Аспирантский семинар: Coordination Avoidance in Distributed Databases
Where: Faculty of Computer Science, Kochnovskii proezd, 3, room 205
When: 18:10 – 19:30 on February 7, 14, 21, and 28
Coordination Avoidance in Distributed Databases, the dissertation by Peter Bailis (Stanford University), recieved an Honorable Mention for the 2016 ACM Doctoral Dissertation Award. This dissertation will be in the focus of the four meetings of the PhD Seminar on February 7, 10, 21, and 28.
The rise of Internet-scale geo-replicated services has led to upheaval in the design of modern data management systems. Given the availability, latency, and throughput penalties associated with classic mechanisms such as serializable transactions, a broad class of systems (e.g., “NoSQL”) has sought weaker alternatives that reduce the use of expensive coordination during system operation, often at the cost of application integrity. When can we safely forego the cost of this expensive coordination, and when must we pay the price? In this thesis, the author investigates the potential for coordination avoidance—the use of as little coordination as possible while ensuring application integrity—in several modern data-intensive domains. He demonstrates how to leverage the semantic requirements of applications in data serving, transaction processing, and web services to enable more efficient distributed algorithms and system designs. The resulting prototype systems demonstrate regular order-of-magnitude speedups compared to their traditional, coordinated counterparts on a variety of tasks, including referential integrity and index maintenance, transaction execution under common isolation models, and database constraint enforcement. A range of open-source applications and systems exhibit similar results.
During the first seminar, Liliya Ziganurova will introduce the problem addressed in the dissertation. We will see why coordination in distributed databases is costly using the results of a measurement study of network behaviour on Amazon’s Elastic Compute Cloud. It is shown that the latency and throughput of the communicational network makes coordination quite expensive.
We will discuss when coordination is needed for correctness and if it is possible to design a coordination-free database. We will see into a formal model for transaction execution and define desirable criteria for coordination-free execution, which implies availability, low latency, and scalability.
This time, we will examine how the invariant confluence property can be applied to the weak isolation guarantees found in today’s database systems. We will show how these guarantees can be implemented in a coordination-free manner if we can prove that they are invariant confluent. Slides
The second part of the seminar will be devoted to a suite of algorithms for enforcing a common semantics in partially-replicated databases. First, we will identify a new isolation level—Read Atomic isolation—that provides atomic visibility and matches the requirements of a large class of real-world applications. In particular, an overview of RAMP (Read Atomic Multi-Partition) transactions will be presented. We will present a detailed comparison with existing isolation guarantees. Besides, three RAMP algorithms will be experimentally evaluated. Slides
We will introduce three Read Atomic Multi-Partition (RAMP) transaction algorithms during this talk. We will also discuss possible ways to implement such algorithms in multiple datacenter network architecture. We will touch upon read-subset-items-written (RSIW) proof and correctness of provided algorithms.

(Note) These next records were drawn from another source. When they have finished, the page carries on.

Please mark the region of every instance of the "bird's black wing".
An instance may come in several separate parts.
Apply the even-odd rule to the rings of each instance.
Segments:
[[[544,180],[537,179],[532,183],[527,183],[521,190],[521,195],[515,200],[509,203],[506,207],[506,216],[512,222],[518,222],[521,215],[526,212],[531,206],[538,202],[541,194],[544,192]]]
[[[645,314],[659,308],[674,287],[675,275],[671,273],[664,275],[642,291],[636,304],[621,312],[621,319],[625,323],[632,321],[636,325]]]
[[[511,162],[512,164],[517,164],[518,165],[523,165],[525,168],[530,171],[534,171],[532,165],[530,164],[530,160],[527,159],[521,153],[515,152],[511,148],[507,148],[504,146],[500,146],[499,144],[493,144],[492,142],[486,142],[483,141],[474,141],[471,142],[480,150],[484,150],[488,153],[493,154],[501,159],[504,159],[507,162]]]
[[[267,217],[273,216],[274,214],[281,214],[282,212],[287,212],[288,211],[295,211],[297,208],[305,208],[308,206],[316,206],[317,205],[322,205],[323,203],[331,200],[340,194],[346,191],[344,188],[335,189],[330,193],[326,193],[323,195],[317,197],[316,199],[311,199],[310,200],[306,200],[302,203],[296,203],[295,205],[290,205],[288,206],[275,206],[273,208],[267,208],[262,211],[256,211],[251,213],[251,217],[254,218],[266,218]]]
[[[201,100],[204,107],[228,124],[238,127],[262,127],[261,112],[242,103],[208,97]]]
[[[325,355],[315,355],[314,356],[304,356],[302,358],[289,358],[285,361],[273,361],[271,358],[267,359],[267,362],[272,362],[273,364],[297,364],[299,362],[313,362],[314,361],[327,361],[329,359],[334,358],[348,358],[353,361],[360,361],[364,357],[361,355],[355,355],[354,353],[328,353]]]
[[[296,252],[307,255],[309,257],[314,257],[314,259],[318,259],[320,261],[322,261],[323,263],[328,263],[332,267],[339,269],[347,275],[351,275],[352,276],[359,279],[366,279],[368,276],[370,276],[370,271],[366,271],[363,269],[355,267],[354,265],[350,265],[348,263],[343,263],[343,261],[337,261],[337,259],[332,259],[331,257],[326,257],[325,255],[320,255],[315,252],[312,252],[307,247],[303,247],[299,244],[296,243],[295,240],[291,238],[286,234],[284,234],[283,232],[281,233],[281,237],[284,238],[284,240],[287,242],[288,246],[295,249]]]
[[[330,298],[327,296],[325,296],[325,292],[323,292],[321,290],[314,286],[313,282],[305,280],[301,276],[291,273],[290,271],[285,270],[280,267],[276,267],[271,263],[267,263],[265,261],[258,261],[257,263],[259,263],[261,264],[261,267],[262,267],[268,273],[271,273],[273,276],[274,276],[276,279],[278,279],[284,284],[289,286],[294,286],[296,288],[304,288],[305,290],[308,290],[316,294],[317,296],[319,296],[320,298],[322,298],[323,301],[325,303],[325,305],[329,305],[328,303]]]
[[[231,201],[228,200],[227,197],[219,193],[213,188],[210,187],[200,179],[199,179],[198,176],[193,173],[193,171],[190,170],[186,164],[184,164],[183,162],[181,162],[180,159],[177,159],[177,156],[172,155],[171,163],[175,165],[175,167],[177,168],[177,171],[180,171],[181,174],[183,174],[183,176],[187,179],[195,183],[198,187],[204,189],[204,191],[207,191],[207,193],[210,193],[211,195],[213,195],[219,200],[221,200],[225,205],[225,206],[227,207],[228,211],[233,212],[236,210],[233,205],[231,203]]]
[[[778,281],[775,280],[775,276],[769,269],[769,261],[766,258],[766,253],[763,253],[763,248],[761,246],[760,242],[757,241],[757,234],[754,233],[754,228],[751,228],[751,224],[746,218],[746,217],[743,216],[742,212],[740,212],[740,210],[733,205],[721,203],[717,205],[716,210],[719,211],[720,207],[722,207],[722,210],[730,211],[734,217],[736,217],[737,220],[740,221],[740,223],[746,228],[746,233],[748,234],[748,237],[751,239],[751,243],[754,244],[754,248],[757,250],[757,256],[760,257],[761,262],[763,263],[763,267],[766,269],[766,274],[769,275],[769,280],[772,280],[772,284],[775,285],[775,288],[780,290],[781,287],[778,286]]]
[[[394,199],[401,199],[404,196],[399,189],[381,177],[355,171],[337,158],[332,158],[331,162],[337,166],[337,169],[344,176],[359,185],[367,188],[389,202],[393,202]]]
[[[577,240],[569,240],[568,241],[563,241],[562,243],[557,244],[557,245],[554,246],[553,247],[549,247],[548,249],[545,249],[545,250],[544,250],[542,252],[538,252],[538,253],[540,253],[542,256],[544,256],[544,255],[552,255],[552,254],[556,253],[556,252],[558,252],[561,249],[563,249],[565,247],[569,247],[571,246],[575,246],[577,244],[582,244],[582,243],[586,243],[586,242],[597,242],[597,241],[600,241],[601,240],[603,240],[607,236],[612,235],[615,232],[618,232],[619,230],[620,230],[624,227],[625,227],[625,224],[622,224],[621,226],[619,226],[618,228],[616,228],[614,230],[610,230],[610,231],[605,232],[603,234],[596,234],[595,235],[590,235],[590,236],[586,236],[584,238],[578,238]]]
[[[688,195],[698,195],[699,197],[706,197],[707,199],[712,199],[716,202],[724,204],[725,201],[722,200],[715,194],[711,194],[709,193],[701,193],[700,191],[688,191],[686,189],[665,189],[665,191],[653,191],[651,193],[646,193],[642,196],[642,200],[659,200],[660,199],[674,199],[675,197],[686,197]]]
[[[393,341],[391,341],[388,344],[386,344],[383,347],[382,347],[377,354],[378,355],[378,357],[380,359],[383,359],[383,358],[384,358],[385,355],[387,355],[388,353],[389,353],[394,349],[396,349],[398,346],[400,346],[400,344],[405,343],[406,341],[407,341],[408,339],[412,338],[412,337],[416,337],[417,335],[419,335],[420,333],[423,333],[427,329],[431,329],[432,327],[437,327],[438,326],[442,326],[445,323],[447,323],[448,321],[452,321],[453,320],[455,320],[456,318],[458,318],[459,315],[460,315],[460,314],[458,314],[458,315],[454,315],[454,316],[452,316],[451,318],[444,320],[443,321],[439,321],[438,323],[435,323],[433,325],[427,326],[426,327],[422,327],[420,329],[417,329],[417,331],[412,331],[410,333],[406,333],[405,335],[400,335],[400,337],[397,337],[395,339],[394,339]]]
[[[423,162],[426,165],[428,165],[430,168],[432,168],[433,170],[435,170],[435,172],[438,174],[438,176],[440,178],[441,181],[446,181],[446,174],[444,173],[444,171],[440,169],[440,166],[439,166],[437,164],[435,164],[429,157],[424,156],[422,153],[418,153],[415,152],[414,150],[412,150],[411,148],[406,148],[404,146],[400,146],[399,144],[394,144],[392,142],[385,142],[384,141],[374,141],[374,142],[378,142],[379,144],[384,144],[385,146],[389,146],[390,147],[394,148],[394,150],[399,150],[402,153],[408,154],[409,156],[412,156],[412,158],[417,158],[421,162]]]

We will discuss invariant confluence of SQL constraints in coordination-free databases. A case study will reveal which of the most frequently used constraints can be expressed in a coordination-free manner. We will show that this approach outperforms the classical one by orders of magnitude on TPC-C New-Order benchmark. Finally, we will take Ruby on Rails MVC framework as an example of a real-world API supporting coordination-free DB interaction and management and discuss its invariant confluence.
It is shown experimentally how unsafe application-level invariant enforcement can lead to database inconsistency in heavy load cases, using Ruby on Rails built-in validations as an example. During investigation of these issues, a bug was unciovered in PostgreSQL serializable isolation implementation. Anomalies in uniqueness and association validations were observed and quantified. These problems are not widely discussed in documentation and are not considered a bug by Ruby on Rails developers even though the default behavior is provably unsafe. Some other ORM frameworks exhibit the same attitude towards database-level consistency. It is concluded that databases should work with ORM and web framework developers to lessen the impedance mismatch and provide useful constraint primitives.
We will also discuss work related to the general themes of the thesis and examine specific areas in depth. We will conclude by discussing the main results of the dissertation, limitations and opportunities for future work in coordination avoidance.